SVT

I. Carences végétales

 

Pour savoir ce que l’agriculteur a besoin d’apporter, il faut connaître précisément ce dont a besoin une plante pour se développer. Une carence est un manque, et expérimentalement on peut priver une plante de certains éléments, notamment de minéraux et observer les conséquences que cela peut avoir. On peut observer cela facilement au niveau des feuilles.

Exemple : un rameau est représenté, avec des feuilles âgées plus grandes en bas et des feuilles jeunes en haut. Les feuilles en bonne santé sont vertes vives, et les feuilles en mauvaise santé peuvent jaunir, brunir ou rougir, devenir plus molles ou au contraire plus rigides, ou même tomber.

 

 

Les plantes ont besoin principalement de trois minéraux :

- L’azote, N : lorsqu’une plante est privée d’azote, elle peut développer une maladie appelée Chlorose, c’est-à-dire un manque de chlorophylle (voir photos ci-dessous). En effet, l’azote est principalement stockée dans la chlorophylle, qui permet aux végétaux de réaliser la photosynthèse.

- Le phosphore, P : lorsqu’une plante manque de phosphore, elle va rougir ou brunir et être plus rigide qu’une plante normale.

- Le potassium, K : une feuille qui manque de potassium devient brune sur les côtés alors qu’elle peut rester verte au centre.

- Les jeunes feuilles ont aussi besoin de souffre, de fer, de calcium, etc.

Expérimentalement, on peut donc étudier les carences des plantes et ces connaissances sont utilisées par les agriculteurs pour leur champ.

 

II. Intrants

 

Pour pousser, un champ a besoin d’un apport en éléments minéraux. Ces plantes puisent dans les réserves du sol les minéraux dont elles ont besoin, principalement, l’azote, le potassium et le phosphore.

 

 

Cette réserve du sol est entretenue par deux éléments :

- Les imports naturels, notamment grâce aux précipitations qui contiennent des éléments naturels.

- Les intrants : tout ce que l’agriculteur apporte.

Ces imports sont absorbés par les végétaux et une fois que ceux-ci ont grandi, il y a un export de la plupart de la production lors de la récolte, cela appauvrit le sol en éléments minéraux (car ils étaient contenus dans les végétaux).

Ces réserves du sol peuvent aussi être appauvries par pertes de lessivage. Le lessivage a lieu lorsque les eaux (la pluie) emportent les éléments du sol vers les nappes phréatiques.

Il y a donc des imports et des exports et une partie des végétaux non récoltée : les racines ou les restes de tiges (les chaumes) sont restitués au sol.

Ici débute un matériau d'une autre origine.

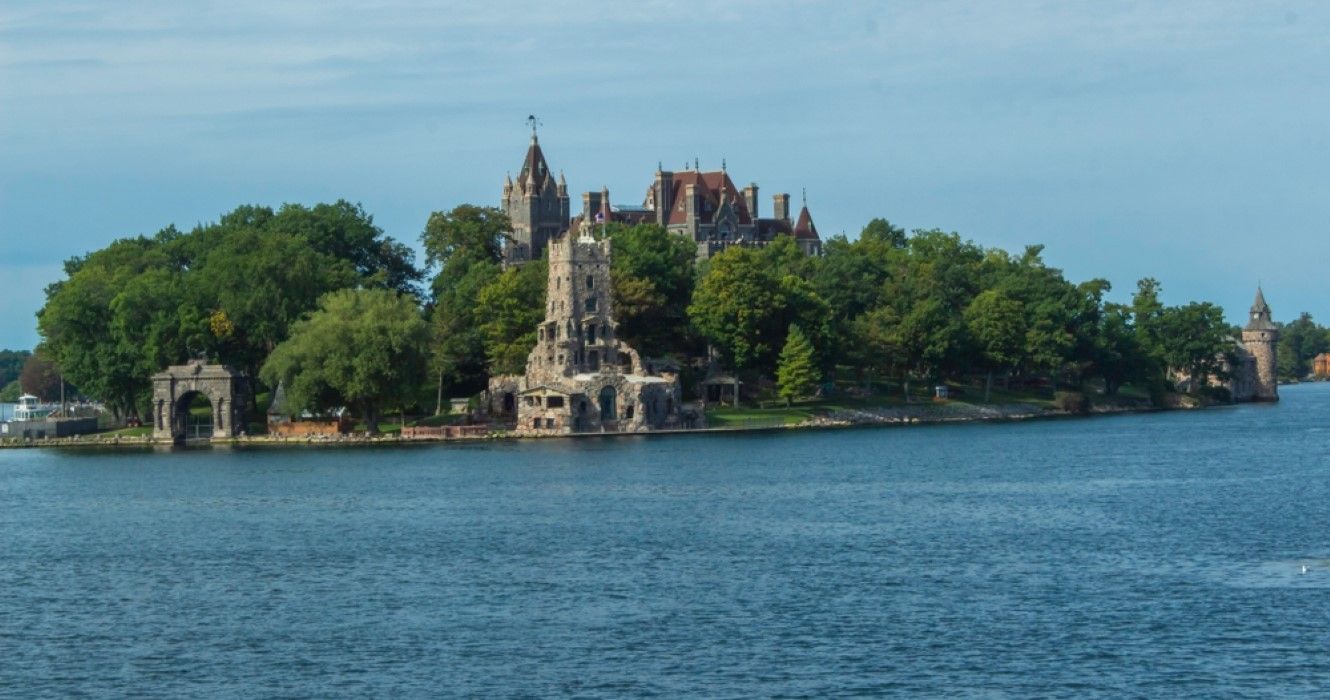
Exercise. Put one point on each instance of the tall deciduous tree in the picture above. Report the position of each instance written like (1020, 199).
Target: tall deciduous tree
(1196, 341)
(996, 324)
(797, 373)
(11, 363)
(362, 348)
(40, 377)
(510, 309)
(466, 244)
(652, 276)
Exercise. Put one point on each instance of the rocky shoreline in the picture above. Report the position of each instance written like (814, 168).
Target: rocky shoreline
(885, 415)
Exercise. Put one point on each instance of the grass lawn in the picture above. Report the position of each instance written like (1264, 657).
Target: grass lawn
(141, 431)
(749, 417)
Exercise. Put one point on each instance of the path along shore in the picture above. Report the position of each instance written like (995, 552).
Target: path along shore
(891, 415)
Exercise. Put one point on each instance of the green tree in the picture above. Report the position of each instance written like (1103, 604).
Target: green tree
(875, 345)
(996, 324)
(40, 377)
(1196, 341)
(652, 277)
(11, 391)
(11, 363)
(1300, 342)
(362, 348)
(510, 309)
(738, 308)
(797, 373)
(1119, 355)
(466, 244)
(228, 290)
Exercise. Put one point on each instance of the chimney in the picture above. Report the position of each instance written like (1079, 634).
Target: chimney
(782, 206)
(750, 198)
(664, 194)
(591, 204)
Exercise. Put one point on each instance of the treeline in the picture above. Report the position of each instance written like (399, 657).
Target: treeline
(229, 290)
(1300, 342)
(319, 300)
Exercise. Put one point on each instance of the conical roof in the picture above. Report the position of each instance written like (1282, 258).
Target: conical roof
(803, 228)
(533, 168)
(1260, 317)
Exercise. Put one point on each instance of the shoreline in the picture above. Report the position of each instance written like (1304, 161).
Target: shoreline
(865, 418)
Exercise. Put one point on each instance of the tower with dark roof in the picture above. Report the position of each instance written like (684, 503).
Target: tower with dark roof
(1260, 337)
(536, 205)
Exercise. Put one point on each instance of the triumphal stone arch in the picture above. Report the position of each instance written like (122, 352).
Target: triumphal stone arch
(177, 387)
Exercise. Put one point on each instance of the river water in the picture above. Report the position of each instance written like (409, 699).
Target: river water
(1141, 555)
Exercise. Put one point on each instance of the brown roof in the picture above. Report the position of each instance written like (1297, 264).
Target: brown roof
(770, 228)
(535, 164)
(709, 186)
(805, 228)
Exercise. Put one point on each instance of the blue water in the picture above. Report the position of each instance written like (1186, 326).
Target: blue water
(1147, 555)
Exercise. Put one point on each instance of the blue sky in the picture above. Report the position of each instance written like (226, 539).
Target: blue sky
(1180, 140)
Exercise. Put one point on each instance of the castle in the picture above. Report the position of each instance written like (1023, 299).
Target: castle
(705, 206)
(1256, 377)
(1252, 371)
(580, 378)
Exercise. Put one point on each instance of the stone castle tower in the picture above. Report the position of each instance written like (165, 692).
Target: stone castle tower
(579, 329)
(580, 378)
(536, 205)
(1260, 337)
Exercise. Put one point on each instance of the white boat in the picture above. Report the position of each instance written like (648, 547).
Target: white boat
(31, 409)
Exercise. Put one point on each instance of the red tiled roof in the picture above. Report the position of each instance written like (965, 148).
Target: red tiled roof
(709, 188)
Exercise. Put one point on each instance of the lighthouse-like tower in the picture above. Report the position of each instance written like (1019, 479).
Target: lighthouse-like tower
(1261, 337)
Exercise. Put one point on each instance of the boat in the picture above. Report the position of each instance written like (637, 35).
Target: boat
(31, 409)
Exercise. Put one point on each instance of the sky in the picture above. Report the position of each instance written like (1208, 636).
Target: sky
(1185, 141)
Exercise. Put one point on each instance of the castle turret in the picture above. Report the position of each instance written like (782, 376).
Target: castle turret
(664, 194)
(535, 204)
(781, 206)
(1261, 338)
(750, 198)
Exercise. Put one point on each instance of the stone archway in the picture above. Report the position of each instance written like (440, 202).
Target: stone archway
(174, 387)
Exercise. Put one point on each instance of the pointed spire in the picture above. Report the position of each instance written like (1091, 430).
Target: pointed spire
(1260, 318)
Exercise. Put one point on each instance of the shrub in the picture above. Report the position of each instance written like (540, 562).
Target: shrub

Les intrants sont tout ce qu'utilise l’agriculteur pour obtenir sa production : les semences, les énergies fossiles, les engrais et les pesticides (produits de synthèse utilisés pour faire pousser les plantes mais également pour en obtenir plus sur des parcelles limitées).

 

III. Impacts des intrants

 

Les molécules de synthèse utilisées ont des impacts sur la santé et l’environnement, il peut y avoir :

- Une pollution du sol, si ces molécules de synthèse ne sont pas utilisées par les plantes et s’accumulent dans les réserves du sol.

- Une pollution de l’air, au moment de l’épandage des engrais.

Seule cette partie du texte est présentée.